Fortescue's FY26 Half-Year Results Unveiled

February 25, 2026|Time TBA AEST|Past event

Fortescue's half-year results on February 25, 2026, arrive amid softening iron ore prices below US$100 per tonne and mounting pressure on the company's ambitious Real Zero emissions target with just four years remaining.

Key takeaways

  • Fortescue achieved record first-half FY26 iron ore shipments of 100.2 million tonnes, up 3% year-on-year, but faces headwinds from declining iron ore prices and rising unit costs that squeezed margins in late 2025 and early 2026.
  • The company's share price has weakened recently, dropping over 4% in mid-February 2026 on iron ore softness, with analysts forecasting lower dividends and potential valuation pressure ahead of the results.
  • Parallel to core iron ore operations, Fortescue's push to eliminate fossil fuels by 2030 through battery-electric equipment and green technologies encounters execution risks and skepticism following setbacks in green hydrogen initiatives in 2025.

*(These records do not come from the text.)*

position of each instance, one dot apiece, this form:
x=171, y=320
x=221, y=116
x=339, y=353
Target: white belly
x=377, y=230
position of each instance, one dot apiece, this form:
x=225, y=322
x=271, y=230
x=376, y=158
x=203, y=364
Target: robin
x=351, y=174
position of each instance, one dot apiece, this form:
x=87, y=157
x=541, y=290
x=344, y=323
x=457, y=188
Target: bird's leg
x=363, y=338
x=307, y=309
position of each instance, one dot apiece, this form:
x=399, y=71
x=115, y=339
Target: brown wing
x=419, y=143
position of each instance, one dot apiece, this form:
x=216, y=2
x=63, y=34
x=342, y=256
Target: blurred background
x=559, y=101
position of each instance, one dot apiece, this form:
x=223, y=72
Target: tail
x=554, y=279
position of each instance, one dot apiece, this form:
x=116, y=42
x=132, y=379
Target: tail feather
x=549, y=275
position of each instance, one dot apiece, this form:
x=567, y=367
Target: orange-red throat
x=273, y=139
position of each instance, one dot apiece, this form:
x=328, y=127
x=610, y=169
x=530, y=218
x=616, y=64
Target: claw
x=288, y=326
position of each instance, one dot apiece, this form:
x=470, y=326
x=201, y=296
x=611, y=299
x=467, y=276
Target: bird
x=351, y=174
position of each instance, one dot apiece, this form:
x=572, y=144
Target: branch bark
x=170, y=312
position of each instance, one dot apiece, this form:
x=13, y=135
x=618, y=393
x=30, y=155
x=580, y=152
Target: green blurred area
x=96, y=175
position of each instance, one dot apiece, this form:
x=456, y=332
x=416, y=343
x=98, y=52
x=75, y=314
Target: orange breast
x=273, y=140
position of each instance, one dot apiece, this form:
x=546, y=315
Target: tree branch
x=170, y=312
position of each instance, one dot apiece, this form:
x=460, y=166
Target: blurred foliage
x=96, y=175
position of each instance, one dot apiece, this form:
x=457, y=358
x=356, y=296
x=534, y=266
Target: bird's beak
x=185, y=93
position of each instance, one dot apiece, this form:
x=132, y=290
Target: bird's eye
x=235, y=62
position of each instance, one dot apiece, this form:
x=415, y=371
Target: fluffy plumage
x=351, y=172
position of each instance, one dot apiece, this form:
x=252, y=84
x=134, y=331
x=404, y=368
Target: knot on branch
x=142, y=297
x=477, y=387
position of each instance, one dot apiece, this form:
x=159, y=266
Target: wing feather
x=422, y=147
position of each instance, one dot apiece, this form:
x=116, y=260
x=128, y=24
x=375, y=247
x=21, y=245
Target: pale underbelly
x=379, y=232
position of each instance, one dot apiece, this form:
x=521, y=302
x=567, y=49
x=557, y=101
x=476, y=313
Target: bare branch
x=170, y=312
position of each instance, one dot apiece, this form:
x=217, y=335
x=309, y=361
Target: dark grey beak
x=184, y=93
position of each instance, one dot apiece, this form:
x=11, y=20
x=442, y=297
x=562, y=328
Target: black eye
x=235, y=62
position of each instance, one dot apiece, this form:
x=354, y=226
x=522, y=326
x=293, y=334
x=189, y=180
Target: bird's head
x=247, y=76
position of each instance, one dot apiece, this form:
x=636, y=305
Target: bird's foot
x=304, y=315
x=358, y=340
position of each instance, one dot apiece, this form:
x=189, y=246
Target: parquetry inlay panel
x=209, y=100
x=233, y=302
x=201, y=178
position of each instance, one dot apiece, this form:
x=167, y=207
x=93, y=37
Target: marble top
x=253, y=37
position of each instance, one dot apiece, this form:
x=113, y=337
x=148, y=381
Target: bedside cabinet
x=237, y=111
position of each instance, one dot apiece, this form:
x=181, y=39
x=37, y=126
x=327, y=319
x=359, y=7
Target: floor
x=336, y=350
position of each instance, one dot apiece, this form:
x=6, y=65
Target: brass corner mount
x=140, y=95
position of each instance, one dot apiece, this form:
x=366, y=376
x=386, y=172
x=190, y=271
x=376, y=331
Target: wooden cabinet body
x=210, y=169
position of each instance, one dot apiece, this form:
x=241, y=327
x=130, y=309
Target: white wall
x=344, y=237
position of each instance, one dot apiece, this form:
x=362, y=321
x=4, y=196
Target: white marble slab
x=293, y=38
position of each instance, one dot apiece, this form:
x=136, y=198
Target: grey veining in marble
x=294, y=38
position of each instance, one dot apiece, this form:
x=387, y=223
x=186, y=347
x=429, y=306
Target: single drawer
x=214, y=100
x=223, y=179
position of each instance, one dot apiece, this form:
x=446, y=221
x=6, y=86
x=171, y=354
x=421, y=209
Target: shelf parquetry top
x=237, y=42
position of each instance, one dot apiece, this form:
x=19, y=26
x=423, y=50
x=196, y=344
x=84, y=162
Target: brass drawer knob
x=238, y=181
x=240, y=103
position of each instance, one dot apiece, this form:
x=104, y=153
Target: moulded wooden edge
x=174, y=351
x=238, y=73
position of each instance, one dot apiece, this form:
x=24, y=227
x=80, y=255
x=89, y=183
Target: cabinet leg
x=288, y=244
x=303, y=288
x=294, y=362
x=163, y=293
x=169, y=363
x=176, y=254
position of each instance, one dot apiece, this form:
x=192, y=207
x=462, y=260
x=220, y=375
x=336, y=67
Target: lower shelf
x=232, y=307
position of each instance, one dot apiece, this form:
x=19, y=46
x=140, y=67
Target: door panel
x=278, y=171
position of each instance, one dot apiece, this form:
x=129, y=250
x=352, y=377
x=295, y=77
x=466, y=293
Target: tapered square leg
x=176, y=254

Iron Ore Resilience Meets Green Transition Pressures

Fortescue Metals Group, Australia's fourth-largest iron ore producer, reports its FY26 half-year results on February 25, 2026, following a strong operational first half that saw record shipments of 100.2 million tonnes, a 3% increase from the prior year. This performance, driven by reliable output from Pilbara hematite operations and ramp-up at the high-grade Iron Bridge project, has kept the company on track for its full-year guidance of 195-205 million tonnes.

Yet the timing is critical because iron ore prices have softened, dipping below US$100 per tonne in early 2026 amid concerns over Chinese demand and global steel production trends. In the December 2025 quarter, average revenue for hematite products stood at US$93 per dry metric tonne, while unit costs edged higher to an average of US$18.64 per wet metric tonne for the half, slightly above full-year guidance. These dynamics contributed to recent share price volatility, with Fortescue shedding around 4-5% in mid-February sessions as miners reacted to commodity weakness.

Beyond the numbers, the results will be scrutinised for insights into Fortescue's broader strategy under Executive Chairman Andrew Forrest. The company maintains a cash balance of US$4.7 billion and low net debt, providing flexibility, but investors watch closely for dividend indications amid softer conditions and analyst expectations of reduced payouts in coming years.

A less visible but significant tension lies in Fortescue's Real Zero ambition to decarbonise its Pilbara operations by 2030, eliminating Scope 1 and 2 emissions without offsets. Recent milestones include commissioning battery-electric locomotives, expected to save 1 million litres of diesel annually, and advancing partnerships for electric mining equipment. However, these efforts follow a retreat from large-scale green hydrogen projects in 2025, including cancellations in Queensland and the US that triggered impairments and job cuts, raising questions about the pace and feasibility of the transition in a capital-intensive industry where fossil fuels remain dominant for heavy haulage and processing.

The interplay creates trade-offs: sustained iron ore strength supports funding the green shift, but commodity downturns could constrain investment at a time when competitors like BHP and Rio Tinto also trial lower-emission technologies with varying commitment levels.